American Airlines uruchomiły już 4 czerwca międzynarodowe rejsy do Amsterdamu, Paryża i Frankfurtu z Dallas, a także do Saint John's (Antigua i Barbuda) oraz ekwadorskich Guayaquil i Quito z Miami. Ponadto wystartowały loty z Chicago-O'Hare i portu Nowy Jork-JFK do lotniska Londyn-Heathrow. W tym roku, do Europy uruchomionych zostanie również kilka tras łączących Dallas, Chicago i Miami z głównymi lotniskami kontynentu.
Cięcia tras międzykontynentalnych
Wśród połączeń, które znikną z siatki przewoźnika z Teksasu są
trasy z Krakowa, Budapesztu i Pragi. Niektóre rejsy transatlantyckie znikną z rozkładów lotów portów w Charlotte oraz Filadelfii, która straci bezpośrednie loty do Berlina. Pięć najsłabszych tras międzynarodowych do Ameryki Południowej i Azji zniknie także z Los Angeles. Do głównego ośrodka Kalifornii nie będzie można już polecieć z Sao Paulo, Buenos Aires, Pekinu, Szanghaju i Hongkongu. Filadelfia zyska status najważniejszego portu do obsługi krajowych destynacji. Wzmocniony zostanie również lotnisko w Seattle, skąd będzie można polecieć do Bangalore czy Londynu-Heathrow. Aktualizacja nowych tras pojawi się w niedzielę 5 lipca.

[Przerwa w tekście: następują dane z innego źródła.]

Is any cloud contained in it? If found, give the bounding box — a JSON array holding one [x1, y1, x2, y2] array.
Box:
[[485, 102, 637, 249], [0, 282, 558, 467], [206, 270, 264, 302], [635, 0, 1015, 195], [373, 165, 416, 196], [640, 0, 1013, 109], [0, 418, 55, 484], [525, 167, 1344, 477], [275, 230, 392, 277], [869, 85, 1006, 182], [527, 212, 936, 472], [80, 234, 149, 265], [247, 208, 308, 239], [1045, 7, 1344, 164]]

American Airlines, która zyskała ponad 5 mld dolarów rządowego wsparcia, założono w 1930 roku i razem z Delta Airlines i United Airlines są w trójce największych przewoźników w Stanach Zjednoczonych. Główna siedziba znajduje się w Fort Worth w Teksasie, a ważne huby są także w portach lotniczych Charlotte, Chicago–O'Hare, Los Angeles, Miami, Filadelfia, Nowy Jork-La Guardia, Nowy Jork-JFK, Phoenix–Sky Harbor i Waszyngton. 945 maszyn linii obsługiwało przed wybuchem pandemii 350 tras krajowych i międzynarodowych. Firma zatrudniała jeszcze pod koniec ubiegłego roku 128 900 pracowników.